Crear conciencia, sin dudas, es parte de la tarea. Pero también lo es generar condiciones culturales y normativas que promuevan esta convergencia: marcos legales e incentivos que impulsen a todas las instituciones —con o sin fines de lucro— a incorporar, desde su misión específica, un compromiso genuino con los objetivos que hacen al bien mayor de la sociedad.
Porque el individualismo no es solo una actitud: es una cosmovisión profundamente arraigada, que se manifiesta tanto en lo cotidiano de la vida personal —y del instinto de conservación, dirían los psicólogos— como en las instituciones globales. Promueve, con distintos grados de conciencia, la ficción de que la suma de individuos persiguiendo su propio interés decanta en un bien social extendido. Esa lógica simplificadora ignora la naturaleza estructural de muchos de nuestros problemas sociales y económicos, que exigen coordinación, sinergia, propósito compartido y, sobre todo, acción colectiva.
Desde el Grupo de Fundaciones y Empresas (GDFE), que reúne a los 100 referentes más comprometidos de la inversión social, trabajamos bajo esa premisa: más que quedarnos en la virtud individual, alineamos esfuerzos para acompañar políticas públicas, construir nuevas formas de gobernanza y movilizar conocimiento y capital en torno a misiones concretas. Así, por ejemplo, impulsamos una coalición para lograr el 100% de alfabetización en niños de tercer grado en San Juan, revirtiendo una tendencia crítica en todo el territorio nacional y otra para mejorar las oportunidades de empleo en Río Negro desde la educación secundaria. En ambos casos, el impacto es mayor porque nadie actúa solo.
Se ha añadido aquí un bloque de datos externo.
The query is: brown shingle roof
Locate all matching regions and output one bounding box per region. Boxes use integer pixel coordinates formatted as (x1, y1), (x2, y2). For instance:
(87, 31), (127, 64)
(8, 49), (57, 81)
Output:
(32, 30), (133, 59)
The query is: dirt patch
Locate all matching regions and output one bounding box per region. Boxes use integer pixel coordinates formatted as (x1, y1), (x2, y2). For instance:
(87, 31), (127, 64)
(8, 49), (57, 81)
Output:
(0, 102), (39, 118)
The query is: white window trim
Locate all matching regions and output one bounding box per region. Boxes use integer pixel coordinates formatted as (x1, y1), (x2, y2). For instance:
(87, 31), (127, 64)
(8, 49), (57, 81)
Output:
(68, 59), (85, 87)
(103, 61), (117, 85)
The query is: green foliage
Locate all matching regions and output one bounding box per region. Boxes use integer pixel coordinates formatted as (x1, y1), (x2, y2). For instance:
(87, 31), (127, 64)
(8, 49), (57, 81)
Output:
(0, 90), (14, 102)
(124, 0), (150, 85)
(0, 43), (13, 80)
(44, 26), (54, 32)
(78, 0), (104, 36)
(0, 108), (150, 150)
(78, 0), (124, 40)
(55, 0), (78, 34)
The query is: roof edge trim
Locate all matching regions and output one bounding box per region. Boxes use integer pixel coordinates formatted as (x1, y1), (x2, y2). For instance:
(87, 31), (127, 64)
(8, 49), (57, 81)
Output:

Para que estas acciones colectivas prosperen y se sostengan, necesitamos incentivos de bien público. Normas, marcos legales, reconocimientos y políticas que orienten la inversión social privada, el saber de la sociedad civil y la energía de lo comunitario hacia misiones consensuadas. Porque el punto de partida ya no debería ser “¿qué quiero hacer yo?”, sino “¿qué necesita el territorio?, ¿qué podemos hacer juntos?, ¿cómo lo escalamos?”.
Participar de la Conferencia de Sevilla como parte de la delegación de WINGS —la red global de filantropía— me permitió compartir este enfoque argentino y, al mismo tiempo, nutrirme del diálogo con referentes como Mariana Mazzucato y Jeffrey Sachs. En un escenario global marcado por la urgencia y la incertidumbre, la acción colectiva es más que un eslogan: es una estrategia concreta y plural, que ya está en marcha también en nuestro país. Y es hora de redoblar la apuesta.